“No, I would not believe you,” she said, with a smile. “If you did love him, you would not proclaim it.”
“Exactly. I was jesting. What is Lord Hartledon to me?—save that we are cousins, and passably good friends. I must avow one thing, that I like him better than I do his brother.”
“For that no avowal is necessary,” said Anne; “the fact is sufficiently evident.”
“You are right, Anne;” and for once Maude spoke earnestly. “I do not like Percival Elster. But I will always be civil to him for your sweet sake.”
“Why do you dislike him?—if I may ask it. Have you any particular reason for doing so?”
“I have no reason in the world. He is a good-natured, gentlemanly fellow; and I know no ill of him, except that he is always getting into scrapes, and dropping, as I hear, a lot of money. But if he got out of his last guinea, and went almost in rags, it would be nothing to me; so that’s not it. One does take antipathies; I dare say you do, Miss Ashton. What a blessing Hartledon did not die in that fever he caught last year! Val would have inherited. What a mercy!”
“That he lived? or that Val is not Lord Hartledon?”
“Both. But I believe I meant that Val is not reigning.”
“You think he would not have made a worthy inheritor?”
“A worthy inheritor? Oh, I was not glancing at that phase of the question. Here he comes! I will give up my seat to him.”

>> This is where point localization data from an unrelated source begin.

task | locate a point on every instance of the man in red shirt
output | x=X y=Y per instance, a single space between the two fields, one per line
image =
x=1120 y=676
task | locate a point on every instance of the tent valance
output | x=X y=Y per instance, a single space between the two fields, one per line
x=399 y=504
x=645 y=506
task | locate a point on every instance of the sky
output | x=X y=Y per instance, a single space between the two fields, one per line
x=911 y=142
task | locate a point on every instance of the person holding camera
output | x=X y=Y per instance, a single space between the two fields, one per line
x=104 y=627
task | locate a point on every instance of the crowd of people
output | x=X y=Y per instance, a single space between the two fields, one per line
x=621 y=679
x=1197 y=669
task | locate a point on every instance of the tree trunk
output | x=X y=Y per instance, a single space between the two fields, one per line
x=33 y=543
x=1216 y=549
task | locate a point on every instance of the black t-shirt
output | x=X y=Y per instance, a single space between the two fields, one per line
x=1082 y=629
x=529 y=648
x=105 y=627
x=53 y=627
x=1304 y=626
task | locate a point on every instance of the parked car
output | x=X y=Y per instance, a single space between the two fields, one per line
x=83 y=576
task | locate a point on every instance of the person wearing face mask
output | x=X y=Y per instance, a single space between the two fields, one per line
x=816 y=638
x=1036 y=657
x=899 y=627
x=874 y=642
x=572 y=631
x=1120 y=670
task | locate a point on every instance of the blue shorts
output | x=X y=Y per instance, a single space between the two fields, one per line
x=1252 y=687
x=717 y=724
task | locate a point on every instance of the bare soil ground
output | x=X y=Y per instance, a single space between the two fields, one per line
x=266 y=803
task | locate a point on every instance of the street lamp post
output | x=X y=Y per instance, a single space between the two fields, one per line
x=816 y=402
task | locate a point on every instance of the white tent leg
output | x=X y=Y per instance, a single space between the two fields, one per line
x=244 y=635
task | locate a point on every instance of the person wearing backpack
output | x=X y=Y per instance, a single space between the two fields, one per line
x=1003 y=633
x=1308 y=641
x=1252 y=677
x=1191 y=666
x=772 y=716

It is possible Lady Maude expected some pretty phrases of affection; begging her to keep it. If so, she was mistaken. Anne Ashton was one of those essentially quiet, self-possessed girls in society, whose manners seem almost to border on apathy. She did not say “Do go,” or “Don’t go.” She was perfectly passive; and Maude moved away half ashamed of herself, and feeling, in spite of her jealousy and her prejudice, that if ever there was a ladylike girl upon earth, it was Anne Ashton.
“How do you like her, Anne?” asked Val Elster, dropping into the vacant place.

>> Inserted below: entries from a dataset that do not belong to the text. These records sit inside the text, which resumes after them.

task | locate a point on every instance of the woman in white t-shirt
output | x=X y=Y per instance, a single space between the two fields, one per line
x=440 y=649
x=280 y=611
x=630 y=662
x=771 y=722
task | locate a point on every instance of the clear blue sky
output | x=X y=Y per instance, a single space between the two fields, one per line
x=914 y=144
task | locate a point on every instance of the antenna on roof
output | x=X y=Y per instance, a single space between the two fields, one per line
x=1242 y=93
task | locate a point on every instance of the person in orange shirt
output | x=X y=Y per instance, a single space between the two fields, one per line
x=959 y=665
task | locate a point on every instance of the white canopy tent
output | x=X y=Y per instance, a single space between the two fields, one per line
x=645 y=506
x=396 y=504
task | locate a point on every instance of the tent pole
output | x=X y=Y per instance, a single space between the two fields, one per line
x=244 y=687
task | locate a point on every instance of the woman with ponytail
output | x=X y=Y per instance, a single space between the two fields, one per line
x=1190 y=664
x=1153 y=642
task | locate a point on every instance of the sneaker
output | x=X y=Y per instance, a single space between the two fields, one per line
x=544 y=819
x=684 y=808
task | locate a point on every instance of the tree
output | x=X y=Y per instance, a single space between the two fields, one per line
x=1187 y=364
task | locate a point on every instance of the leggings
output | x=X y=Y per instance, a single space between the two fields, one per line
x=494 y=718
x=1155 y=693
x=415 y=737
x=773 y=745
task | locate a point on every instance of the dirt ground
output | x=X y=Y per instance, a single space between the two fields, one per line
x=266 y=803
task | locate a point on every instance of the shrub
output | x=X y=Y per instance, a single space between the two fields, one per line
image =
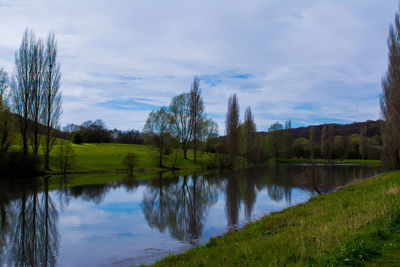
x=77 y=137
x=129 y=161
x=15 y=163
x=66 y=157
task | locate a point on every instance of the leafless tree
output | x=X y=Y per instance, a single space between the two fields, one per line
x=209 y=133
x=196 y=113
x=324 y=142
x=5 y=114
x=331 y=141
x=21 y=86
x=275 y=138
x=157 y=130
x=232 y=127
x=36 y=102
x=51 y=109
x=390 y=100
x=312 y=142
x=27 y=87
x=249 y=133
x=181 y=116
x=363 y=142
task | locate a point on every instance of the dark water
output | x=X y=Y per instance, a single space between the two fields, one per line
x=138 y=222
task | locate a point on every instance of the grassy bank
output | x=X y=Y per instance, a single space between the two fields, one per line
x=334 y=161
x=357 y=225
x=108 y=158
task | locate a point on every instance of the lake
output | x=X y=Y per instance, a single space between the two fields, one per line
x=135 y=222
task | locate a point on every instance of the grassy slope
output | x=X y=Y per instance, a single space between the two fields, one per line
x=108 y=158
x=359 y=224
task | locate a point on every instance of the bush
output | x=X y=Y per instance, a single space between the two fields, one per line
x=129 y=161
x=66 y=157
x=77 y=137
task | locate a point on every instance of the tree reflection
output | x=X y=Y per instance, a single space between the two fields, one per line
x=232 y=204
x=35 y=235
x=180 y=206
x=94 y=193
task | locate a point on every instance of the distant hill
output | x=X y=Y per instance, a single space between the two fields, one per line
x=373 y=128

“Don’t you? She is very handsome.”
“Very handsome indeed. Quite beautiful. But still I don’t like her.”
“You would like her if you knew her. She has a rare spirit, only the old dowager keeps it down.”
“I don’t think she much likes you, Val.”
“She is welcome to dislike me,” returned Val Elster.
AT THE BRIDGE.
The famous boat-race was postponed. Some of the competitors had discovered they should be the better for a few days’ training, and the contest was fixed for the following Monday.
Not a day of the intervening week but sundry small cockle-shells—things the ladies had already begun to designate as the “wager-boats,” each containing a gentleman occupant, exercising his arms on a pair of sculls—might be seen any hour passing and repassing on the water; and the green slopes of Hartledon, which here formed the bank of the river, grew to be tenanted with fair occupants. Of course they had their favourites, these ladies, and their little bets of gloves on them.